Agile Monitoring Support

We recently had a customer come into trial looking around for a new monitoring solution.  This is always good for us.  We love the takeaway.  (Customers defecting from other monitoring systems to us.) As in most takeaway situations this customer had specific needs.  Now there are the obvious ones in which LogicMonitor easily fits the bill such as alerting, dashboards, performance monitoring, etc (and if you fall into that VMWare, Cisco, NetApp sweet spot, game over!).  This guy however, had a very specific need we didn’t fulfill directly out of the gates.  I think anyone who has ever worked with a monitoring solution knows that it’s hard to find one that does everything.  Well in the case of LogicMonitor this is no different.  We don’t do EVERYTHING.  I know, you thought I was going to get all high and mighty and talk about how LogicMonitor is the one monitoring tool that CAN do everything.  Well we don’t (do everything that is…out of the gates that is).  But for just about everything we don’t do (out of the gates), we can get there pretty easily because we provide an easy to use framework that allows us to quickly build almost anything you can think of on a monitoring level.
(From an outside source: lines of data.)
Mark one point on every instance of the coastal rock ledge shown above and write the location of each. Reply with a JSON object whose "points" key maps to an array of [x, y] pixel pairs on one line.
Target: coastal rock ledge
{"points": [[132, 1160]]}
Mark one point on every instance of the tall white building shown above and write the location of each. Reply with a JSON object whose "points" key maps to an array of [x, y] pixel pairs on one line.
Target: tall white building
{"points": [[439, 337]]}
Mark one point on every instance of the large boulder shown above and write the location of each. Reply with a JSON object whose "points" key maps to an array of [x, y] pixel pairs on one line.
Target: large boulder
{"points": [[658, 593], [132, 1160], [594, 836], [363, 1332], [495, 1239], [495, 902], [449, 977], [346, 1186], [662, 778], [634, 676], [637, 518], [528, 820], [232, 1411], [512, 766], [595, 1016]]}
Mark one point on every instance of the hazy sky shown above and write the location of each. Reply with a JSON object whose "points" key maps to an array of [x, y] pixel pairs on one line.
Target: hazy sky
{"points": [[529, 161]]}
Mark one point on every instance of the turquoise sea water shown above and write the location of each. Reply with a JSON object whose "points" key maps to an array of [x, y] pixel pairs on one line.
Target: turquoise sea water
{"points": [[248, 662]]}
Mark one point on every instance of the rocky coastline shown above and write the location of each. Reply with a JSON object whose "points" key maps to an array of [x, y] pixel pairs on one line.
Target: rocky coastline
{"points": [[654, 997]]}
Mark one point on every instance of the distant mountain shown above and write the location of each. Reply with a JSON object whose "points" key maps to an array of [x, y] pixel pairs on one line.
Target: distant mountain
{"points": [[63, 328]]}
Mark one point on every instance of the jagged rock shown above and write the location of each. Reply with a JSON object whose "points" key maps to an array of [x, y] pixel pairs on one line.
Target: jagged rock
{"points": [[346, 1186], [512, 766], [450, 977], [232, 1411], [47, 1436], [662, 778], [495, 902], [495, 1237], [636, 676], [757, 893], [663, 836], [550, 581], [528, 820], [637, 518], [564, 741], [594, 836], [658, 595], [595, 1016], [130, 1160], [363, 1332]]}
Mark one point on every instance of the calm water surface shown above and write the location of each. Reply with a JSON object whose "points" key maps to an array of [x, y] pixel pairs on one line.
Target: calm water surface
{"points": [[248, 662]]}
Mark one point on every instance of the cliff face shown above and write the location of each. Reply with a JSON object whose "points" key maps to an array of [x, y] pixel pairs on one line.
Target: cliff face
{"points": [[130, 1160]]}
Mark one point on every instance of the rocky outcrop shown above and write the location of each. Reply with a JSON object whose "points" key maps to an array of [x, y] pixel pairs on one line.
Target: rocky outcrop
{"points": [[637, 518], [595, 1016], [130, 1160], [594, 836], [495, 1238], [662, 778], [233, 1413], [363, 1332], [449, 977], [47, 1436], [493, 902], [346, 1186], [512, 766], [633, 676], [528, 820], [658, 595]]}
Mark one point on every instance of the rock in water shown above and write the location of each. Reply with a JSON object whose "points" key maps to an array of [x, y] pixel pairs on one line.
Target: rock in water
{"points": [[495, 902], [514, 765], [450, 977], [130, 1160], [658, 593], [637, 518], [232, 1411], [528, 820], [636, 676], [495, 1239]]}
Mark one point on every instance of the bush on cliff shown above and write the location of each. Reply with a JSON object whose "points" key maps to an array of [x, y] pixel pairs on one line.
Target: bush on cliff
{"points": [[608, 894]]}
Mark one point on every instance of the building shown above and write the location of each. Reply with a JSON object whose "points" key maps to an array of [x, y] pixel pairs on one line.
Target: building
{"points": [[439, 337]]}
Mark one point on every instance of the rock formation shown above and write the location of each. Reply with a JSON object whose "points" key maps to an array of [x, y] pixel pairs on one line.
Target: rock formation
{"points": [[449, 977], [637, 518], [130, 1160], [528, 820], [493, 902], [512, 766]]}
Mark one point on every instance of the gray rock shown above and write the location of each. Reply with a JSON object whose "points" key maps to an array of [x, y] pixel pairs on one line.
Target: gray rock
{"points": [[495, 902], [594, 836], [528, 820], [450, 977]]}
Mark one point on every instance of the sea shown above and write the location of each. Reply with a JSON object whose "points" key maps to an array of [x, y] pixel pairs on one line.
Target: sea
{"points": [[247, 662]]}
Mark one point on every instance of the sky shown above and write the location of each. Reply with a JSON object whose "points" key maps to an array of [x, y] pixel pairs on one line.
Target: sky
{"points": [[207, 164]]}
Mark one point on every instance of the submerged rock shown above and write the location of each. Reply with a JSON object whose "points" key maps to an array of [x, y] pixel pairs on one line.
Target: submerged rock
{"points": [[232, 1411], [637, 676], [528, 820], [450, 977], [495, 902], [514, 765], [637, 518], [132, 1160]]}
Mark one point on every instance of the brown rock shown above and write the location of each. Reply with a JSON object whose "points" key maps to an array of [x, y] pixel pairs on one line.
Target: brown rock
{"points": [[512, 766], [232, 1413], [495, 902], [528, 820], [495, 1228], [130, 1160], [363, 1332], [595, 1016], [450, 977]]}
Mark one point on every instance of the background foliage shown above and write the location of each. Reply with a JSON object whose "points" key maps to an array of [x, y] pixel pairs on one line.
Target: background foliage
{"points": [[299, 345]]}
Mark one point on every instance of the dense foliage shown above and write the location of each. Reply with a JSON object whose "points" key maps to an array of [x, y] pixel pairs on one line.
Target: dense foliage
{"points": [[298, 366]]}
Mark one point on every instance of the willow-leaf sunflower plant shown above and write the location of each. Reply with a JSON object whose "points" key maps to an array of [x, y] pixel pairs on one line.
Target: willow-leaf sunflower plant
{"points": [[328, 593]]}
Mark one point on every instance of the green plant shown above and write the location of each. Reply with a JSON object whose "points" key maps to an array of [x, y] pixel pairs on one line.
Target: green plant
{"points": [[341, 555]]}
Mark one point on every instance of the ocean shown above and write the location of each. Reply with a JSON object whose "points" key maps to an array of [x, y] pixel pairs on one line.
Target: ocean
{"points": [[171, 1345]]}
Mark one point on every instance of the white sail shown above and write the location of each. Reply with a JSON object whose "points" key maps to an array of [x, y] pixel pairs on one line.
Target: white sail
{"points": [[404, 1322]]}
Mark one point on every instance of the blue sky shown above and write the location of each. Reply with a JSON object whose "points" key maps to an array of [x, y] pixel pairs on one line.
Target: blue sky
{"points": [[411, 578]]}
Back to the issue!  This guy must have got bitten at some point or another with interface flapping because he needed to be alerted if an interface went down and back up again within the minute that we poll it.  I get it.  As a former admin myself, I know we all have that one quirky thing (ok more like 20 things) that happened to us one time when we got bit bad and we vow that we will never get bit by it again.  This type of attitude is what makes a good admin.  I think this was his one thing.  This one thing happened to be an alert that we didn’t provide by default and he definitely wasn’t going to trust our product if he couldn’t get it to provide this alert.  With his other product he accomplished it by collecting some trap info and doing some calculation which in turn let him know that the interface was flapping.

It sounded complicated and I give him kudos for making the most out of what he has.  I knew we could help him setup this same solution, but at LogicMonitor we prefer not to trust traps.  We would much rather poll snmp counters because traps tend to get lost in transit especially during times of duress, not to mention the configuration headache.  Anywho, I digress, what I didn’t know is how we could help him to make his solution better and more reliable while applying it to every interface he planned to monitor.  So I posed the problem to our support department (of which I am also a member).  Two days later I got a response from one of our smartest engineers a.k.a. “that tech Steve”.  He suggested that we collect the counter for the interface which displays the uptime of the last status change for the interface, but monitor it for changes, not for the time.  Genius!  We could now report alerts on if that value changes.  This is also a value that we can poll rather than catch a trap that is potentially lost in the ether and for good measure I graphed it.  Awesome, now we have ammo to use during the takeaway.

This scenario is one good example where we didn’t provide something by default but because of our flexible framework and expert support we were able to easily provide a solution quickly.  Consequently our potential customer came back with an additional problem he was hoping to see us solve before making a final decision on LogicMonitor.  We were able to get him a solution quickly again and are hoping that this will help close the deal as it has many times before.

Where was LogicMonitor when I was a Network Admin?